Testo tratto da: https://www.destinazionemarche.it/fra-tecnica-e-poetica-la-pittura-di-federico-barocci-a-urbino/
Fra tecnica e poetica, la pittura di Federico Barocci a Urbino - Pubblicato il 06/02/2016 da Ruth Mezzolani
Da Brera a Urbino: tornano nelle Marche cinque capolavori dopo oltre due secoli
Grazie al progetto del MiC 100 opere tornano a casa, cinque grandi pale d’altare provenienti dai depositi della Pinacoteca di Brera hanno fatto ritorno dopo oltre due secoli nelle Marche e ora sono esposte alla Galleria Nazionale delle Marche di Urbino.
Dopo oltre due secoli, grazie al progetto del Ministero della Cultura 100 opere tornano a casa. Dai depositi ai musei, hanno fatto ritorno nelle Marche, cinque importanti dipinti provenienti dai depositi della Pinacoteca di Brera di Milano. La Galleria Nazionale delle Marche espone cinque grandi pale d’altare.
Due vennero realizzate dal pittore urbinate Federico Barocci. La sede museale custodisce già uno dei principali nuclei di dipinti del Barocci, tra cui la giovanile Madonna di San Simone (1567 circa) per la chiesa di San Francesco a Urbino, quella delle Stimmate di San Francesco (1594-95) per i Cappuccini della stessa città e l’incompiuta Assunzione della Vergine, che mostra il metodo di lavoro dell’ultima sua fase; e ora si arricchisce di due nuove opere: la Madonna col Bambino in gloria e i Santi Giovanni Battista e Francesco, databile agli anni Sessanta, proveniente dalla chiesa dei Cappuccini di Fossombrone, e l’Ecce Homo dipinto per l’oratorio dei Disciplinati della Croce di Urbino. Questa, trasferita in Francia dopo la soppressione della confraternita urbinate, avvenuta nel 1799, ritornò in Italia, alla Pinacoteca di Brera nel 1811. Nel 1847 venne esposta nella chiesa dell’Assunta a Costa Masnaga, presso Como, per tornare nei depositi di Brera nel 1991. L’opera, rimasta incompiuta per la morte del pittore, venne completata nel 1613 dall’allievo e agente di bottega Ventura Mazza.

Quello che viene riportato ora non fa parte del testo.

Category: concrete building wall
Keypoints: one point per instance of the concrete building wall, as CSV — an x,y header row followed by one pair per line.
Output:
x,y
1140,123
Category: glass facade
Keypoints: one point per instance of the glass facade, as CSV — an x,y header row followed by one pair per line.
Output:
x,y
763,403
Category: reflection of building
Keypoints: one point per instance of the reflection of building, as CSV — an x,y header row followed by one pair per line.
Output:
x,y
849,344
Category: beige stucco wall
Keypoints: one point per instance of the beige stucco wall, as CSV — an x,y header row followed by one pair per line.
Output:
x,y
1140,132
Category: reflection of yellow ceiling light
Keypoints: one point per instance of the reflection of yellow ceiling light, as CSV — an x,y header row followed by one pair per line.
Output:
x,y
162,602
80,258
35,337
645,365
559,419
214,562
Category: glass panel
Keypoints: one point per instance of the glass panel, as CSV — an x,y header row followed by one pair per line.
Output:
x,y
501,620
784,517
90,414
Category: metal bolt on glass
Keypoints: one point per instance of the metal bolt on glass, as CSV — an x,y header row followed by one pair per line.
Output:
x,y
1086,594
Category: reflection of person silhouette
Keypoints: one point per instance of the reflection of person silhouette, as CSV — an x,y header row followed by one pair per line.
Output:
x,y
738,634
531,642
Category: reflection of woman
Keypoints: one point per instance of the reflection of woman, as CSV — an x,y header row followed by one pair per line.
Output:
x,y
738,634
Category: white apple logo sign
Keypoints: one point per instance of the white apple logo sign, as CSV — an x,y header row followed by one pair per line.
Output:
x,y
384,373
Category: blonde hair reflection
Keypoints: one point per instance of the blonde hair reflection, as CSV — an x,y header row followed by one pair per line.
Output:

Altra opera è la Madonna col Bambino, Sant’Agostino, la Maddalena e angeli, realizzata dal toscano Cristoforo Roncalli per la chiesa degli Agostiniani di Fermo, da cui venne sottratta nell’agosto 1811 dal Commissario per le Belle Arti Andrea Appiani durante le requisizioni napoleoniche. Già in cattivo stato di conservazione al suo arrivo in Lombardia, venne destinata alla chiesa di Besozzo (Varese) e rientrò a Brera soltanto nel 1979, quando venne restaurata: riemersero così sulla tela la firma e la data (1611).
Infine due grandi pale di Simone Cantarini requisite il 10 giugno 1811 in pieno periodo napoleonico: la Madonna con il Bambino in gloria e i Santi Barbara e Terenzio, opera giovanile del 1630 realizzata per la chiesa di San Cassiano a Pesaro, e l’Apparizione di Gesù Bambino a Sant’Antonio da Padova, per la chiesa di San Francesco a Cagli, del 1640 circa.
Le cinque grandi tele sono collocate nelle sale al secondo piano del Palazzo Ducale di Urbino nella sezione dedicata a Federico Barocci e alla pittura del secondo Cinquecento e del Seicento, in spazi appositamente riallestiti e dotati di un nuovo sistema di illuminazione.